The agreement also will provide co-exclusive licenses for technologies involving vitamin E-treated highly crosslinked polyethylene.
Zimmer said that CIMA particularly may offer the potential to retain the proven wear resistance of its existing highly crosslinked polyethylenes while enhancing the mechanical properties of components manufactured using the materials so they can be used in more high-demand applications.
The three parties also agreed to pursue research funded by Zimmer into future technologies, with Zimmer receiving the rights to commercialize funded innovations that may result from such research.
In other dealmaking news:
• NIH Research (Coral Springs, Florida), which characterizes itself as the nation's leading provider of market research, lead generation, lead qualification and lead-tracking services for the healthcare information technology (IT) market, reported completing its acquisition of CDS Systems, a technology services firm.
The company said the transaction was finalized during last week's Healthcare Information and Management Systems Society annual conference in Dallas.

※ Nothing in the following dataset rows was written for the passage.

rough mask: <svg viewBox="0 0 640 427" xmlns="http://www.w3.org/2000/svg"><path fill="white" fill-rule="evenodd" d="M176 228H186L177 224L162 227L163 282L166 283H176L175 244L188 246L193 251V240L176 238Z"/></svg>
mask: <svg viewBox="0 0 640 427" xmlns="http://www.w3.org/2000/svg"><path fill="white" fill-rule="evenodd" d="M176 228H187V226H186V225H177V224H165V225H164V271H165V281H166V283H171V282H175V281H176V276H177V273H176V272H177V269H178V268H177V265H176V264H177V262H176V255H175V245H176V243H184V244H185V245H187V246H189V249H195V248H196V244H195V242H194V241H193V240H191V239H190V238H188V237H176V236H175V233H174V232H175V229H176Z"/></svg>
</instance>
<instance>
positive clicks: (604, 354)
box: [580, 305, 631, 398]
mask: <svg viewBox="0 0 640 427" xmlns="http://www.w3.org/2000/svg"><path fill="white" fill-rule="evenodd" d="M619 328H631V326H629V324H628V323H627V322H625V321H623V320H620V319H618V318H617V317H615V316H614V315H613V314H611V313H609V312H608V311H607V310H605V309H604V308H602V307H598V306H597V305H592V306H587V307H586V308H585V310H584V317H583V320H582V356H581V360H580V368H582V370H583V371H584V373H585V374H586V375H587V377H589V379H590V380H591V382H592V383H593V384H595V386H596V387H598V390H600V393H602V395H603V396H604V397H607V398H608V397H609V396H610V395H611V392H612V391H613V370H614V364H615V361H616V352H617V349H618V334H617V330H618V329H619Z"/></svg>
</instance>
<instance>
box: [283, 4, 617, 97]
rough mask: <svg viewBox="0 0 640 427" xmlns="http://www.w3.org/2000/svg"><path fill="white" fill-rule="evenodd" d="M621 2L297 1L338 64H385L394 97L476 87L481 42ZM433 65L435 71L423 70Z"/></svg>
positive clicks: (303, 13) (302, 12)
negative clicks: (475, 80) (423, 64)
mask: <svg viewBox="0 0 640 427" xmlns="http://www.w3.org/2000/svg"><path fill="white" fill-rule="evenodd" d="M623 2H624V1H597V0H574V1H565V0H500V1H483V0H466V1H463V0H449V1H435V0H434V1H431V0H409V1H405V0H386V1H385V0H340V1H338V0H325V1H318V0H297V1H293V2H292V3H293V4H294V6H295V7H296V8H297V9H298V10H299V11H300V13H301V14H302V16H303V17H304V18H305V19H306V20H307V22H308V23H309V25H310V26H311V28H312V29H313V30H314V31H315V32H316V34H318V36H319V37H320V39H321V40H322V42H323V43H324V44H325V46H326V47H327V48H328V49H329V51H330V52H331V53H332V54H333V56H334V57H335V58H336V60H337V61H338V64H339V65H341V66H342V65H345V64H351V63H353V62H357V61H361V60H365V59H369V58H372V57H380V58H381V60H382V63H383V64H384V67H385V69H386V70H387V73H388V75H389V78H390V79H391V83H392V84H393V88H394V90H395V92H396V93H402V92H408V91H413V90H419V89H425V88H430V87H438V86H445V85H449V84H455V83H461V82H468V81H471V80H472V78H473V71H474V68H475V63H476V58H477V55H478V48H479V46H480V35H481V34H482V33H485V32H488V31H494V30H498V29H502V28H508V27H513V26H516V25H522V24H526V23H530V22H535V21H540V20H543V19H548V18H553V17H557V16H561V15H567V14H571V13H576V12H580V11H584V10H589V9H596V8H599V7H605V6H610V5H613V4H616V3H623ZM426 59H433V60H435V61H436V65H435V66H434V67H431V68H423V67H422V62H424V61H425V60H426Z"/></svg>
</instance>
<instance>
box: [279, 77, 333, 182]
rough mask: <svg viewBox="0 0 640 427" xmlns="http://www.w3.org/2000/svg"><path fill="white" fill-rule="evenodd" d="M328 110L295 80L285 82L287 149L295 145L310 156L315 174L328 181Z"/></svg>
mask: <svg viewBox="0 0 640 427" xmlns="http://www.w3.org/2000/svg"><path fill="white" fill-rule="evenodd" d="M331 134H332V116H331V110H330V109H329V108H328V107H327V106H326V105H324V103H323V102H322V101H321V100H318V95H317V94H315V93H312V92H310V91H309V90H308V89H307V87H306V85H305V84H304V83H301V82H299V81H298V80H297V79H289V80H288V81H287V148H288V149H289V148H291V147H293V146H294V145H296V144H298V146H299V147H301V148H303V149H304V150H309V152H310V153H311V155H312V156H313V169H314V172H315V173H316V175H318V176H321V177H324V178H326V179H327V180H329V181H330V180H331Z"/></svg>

NIH Research said the acquisition enhances its current offerings to include technology consulting, implementation, procurement and support services. It said these newly available services are offered under the name NIH Technologies.
The company said the addition of NIH Technologies to its product portfolio serves to further its goal of being a total sales solution for the healthcare IT industry.
Bruce Roberson, CEO and co-founder of NIH Research, said, “By offering bundled outsourced services such as opportunity databases, lead generation, market research, customer satisfaction, win-loss and other data-gathering services in combination with technology solutions such as sales tracking systems, as well as other sales support technologies, our clients can focus on what they do best — selling.“
David Levy, founder of CDS Systems, will oversee the operations of NIH Technologies as executive vice president of NIH Research.
• Raymedica (Minneapolis), a manufacturer of non-fusion spinal implants for the treatment of back pain, said that Medtronic (also Minneapolis) would return the European and Indian distribution rights of the PDN—SOLO Prosthetic Disc Nucleus to Raymedica. It said a new distribution network would be established during 2Q05 to market the device.
“We are grateful for Medtronic's efforts in distributing the PDN during this evaluation stage,“ said John Viscogliosi, chairman and CEO of Raymedica. “This change in distribution management will allow Raymedica to take a stronger, more active and direct role in the distribution of its technology and products and in the education and training of surgeons who will implant the PDN device.“
He said the transition also would allow the company to have greater control over the collection of clinical data on European patients and to generate “significantly greater“ retrospective and prospective data.
The PDN device is comprised of a hydrogel material contained within a woven polyethelene jacket. It is designed to replace the form and function of an otherwise failed spinal disc nucleus. To treat low-back pain, a PDN device is implanted in the center of the spinal disc. The device is designed to further support the annulus tissue and vertebrae bones of a patient's spine while allowing for more flexibility and movement than spinal fusion, the current established surgical treatment, in which adjacent vertebrae of the spine are fused together.
The PDN-SOLO device is commercially available in Europe and other international markets, but is not yet approved for distribution in the U.S. Raymedica is pursuing marketing approval from the FDA.